À Al Hoceïma, les partis traditionnels résistent aux ambitions de changement
La circonscription d’Al Hoceïma s’apprête à entrer dans une phase électorale intense à l’approche des élections législatives prévues le 23 septembre. Avec quatre sièges à pourvoir à la Chambre des représentants, cette région du Rif se révèle être un terrain d’expérimentation des dynamiques politiques en cours, où les partis établis cherchent à maintenir leurs positions face à des concurrents désireux de redéfinir les équilibres électoraux.
Les précédents résultats électoraux illustrent ces changements. Lors des élections du 8 septembre 2021, le Parti de l’Istiqlal avait remporté la première place, grâce à son candidat Noureddine Moudiane, qui avait obtenu plus de 22.000 voix. Le candidat du Rassemblement national des indépendants (RNI), Boutehr El Boutahri, avait suivi avec plus de 19.000 suffrages. Les deux autres sièges avaient été attribués à Mohamed Hammouti du Parti Authenticité et Modernité (PAM) et à Mohamed Laârej du Mouvement populaire (MP), chacun dépassant les 14.000 voix.

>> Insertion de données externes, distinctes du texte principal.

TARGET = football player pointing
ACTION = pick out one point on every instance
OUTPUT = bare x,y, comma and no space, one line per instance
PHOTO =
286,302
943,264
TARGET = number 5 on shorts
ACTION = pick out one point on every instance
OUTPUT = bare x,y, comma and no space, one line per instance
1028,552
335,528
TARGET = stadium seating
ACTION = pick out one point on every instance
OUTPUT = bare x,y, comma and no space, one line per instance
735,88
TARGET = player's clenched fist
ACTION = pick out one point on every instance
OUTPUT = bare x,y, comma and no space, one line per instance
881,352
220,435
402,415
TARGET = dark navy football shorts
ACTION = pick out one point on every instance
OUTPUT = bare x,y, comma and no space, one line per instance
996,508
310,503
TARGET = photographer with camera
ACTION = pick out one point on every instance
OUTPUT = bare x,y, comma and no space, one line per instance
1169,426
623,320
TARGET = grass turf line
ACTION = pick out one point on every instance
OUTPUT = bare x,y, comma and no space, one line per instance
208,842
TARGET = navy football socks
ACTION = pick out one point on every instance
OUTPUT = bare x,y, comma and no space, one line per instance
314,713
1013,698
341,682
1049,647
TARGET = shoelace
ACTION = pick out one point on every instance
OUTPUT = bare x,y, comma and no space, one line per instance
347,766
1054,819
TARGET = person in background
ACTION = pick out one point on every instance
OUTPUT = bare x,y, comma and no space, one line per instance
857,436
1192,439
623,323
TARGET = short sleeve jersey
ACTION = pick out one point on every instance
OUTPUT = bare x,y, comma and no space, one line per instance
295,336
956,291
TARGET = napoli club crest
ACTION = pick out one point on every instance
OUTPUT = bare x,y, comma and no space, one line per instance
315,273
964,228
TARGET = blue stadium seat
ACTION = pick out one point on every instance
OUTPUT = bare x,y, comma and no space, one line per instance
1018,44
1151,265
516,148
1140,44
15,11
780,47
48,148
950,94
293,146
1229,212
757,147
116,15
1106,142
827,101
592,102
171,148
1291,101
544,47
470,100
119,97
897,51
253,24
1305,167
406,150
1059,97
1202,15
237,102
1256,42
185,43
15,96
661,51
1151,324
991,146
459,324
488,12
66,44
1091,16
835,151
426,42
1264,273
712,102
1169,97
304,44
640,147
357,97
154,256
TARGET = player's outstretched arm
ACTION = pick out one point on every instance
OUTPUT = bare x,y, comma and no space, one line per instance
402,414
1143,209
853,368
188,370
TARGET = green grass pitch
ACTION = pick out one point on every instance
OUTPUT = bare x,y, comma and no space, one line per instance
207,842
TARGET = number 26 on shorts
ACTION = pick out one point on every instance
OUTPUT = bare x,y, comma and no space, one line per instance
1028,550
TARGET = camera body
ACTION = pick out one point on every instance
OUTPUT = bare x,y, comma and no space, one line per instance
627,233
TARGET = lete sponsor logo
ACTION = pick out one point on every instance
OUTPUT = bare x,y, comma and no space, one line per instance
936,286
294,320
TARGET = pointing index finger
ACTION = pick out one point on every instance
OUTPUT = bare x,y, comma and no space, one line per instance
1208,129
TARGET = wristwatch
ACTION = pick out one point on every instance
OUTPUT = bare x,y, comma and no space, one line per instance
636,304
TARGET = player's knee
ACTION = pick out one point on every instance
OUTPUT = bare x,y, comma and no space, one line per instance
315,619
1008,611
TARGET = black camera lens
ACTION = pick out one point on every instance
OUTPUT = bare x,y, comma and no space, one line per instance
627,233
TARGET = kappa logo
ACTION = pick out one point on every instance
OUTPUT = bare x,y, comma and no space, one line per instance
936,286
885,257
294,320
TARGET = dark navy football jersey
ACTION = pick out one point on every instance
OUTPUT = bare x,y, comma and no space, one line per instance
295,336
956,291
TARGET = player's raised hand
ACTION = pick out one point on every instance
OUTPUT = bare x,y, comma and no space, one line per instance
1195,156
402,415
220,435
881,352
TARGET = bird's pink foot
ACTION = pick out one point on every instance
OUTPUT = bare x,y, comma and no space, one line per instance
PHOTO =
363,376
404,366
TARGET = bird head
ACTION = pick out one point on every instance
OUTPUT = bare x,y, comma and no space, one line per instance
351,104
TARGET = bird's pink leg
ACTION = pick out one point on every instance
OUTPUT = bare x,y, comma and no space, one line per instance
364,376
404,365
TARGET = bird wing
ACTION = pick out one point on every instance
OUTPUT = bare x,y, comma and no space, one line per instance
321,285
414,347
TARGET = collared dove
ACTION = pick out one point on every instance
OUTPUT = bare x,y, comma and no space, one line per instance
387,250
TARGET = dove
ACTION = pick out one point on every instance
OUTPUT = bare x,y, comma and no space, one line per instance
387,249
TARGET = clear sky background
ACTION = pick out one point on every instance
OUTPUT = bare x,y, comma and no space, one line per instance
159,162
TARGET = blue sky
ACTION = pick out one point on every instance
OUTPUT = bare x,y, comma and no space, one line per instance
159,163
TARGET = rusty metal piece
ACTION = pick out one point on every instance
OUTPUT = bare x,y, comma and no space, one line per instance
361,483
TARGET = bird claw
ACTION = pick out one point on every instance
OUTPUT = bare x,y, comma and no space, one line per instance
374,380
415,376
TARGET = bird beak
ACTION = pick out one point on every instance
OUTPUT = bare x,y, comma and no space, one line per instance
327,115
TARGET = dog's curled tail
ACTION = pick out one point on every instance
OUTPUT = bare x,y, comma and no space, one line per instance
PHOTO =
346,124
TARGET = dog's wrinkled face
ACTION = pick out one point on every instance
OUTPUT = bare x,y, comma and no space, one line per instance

L’Union socialiste des forces populaires (USFP) s’était alors classée cinquième, juste devant l’Union constitutionnelle (UC) et d’autres partis comme le Parti du progrès et du socialisme (PPS) ou le Parti de la justice et du développement (PJD). En revanche, lors des élections du 7 octobre 2016, le PAM avait dominé en remportant deux sièges, avec un score de plus de 40.000 voix pour son candidat Mohamed Hammouti. Les autres sièges étaient allés à Mohamed Laârej et Noureddine Moudiane, chacun ayant recueilli plus de 9.000 voix. À cette occasion, l’USFP s’était classée quatrième, devant le RNI, le PJD et le PPS.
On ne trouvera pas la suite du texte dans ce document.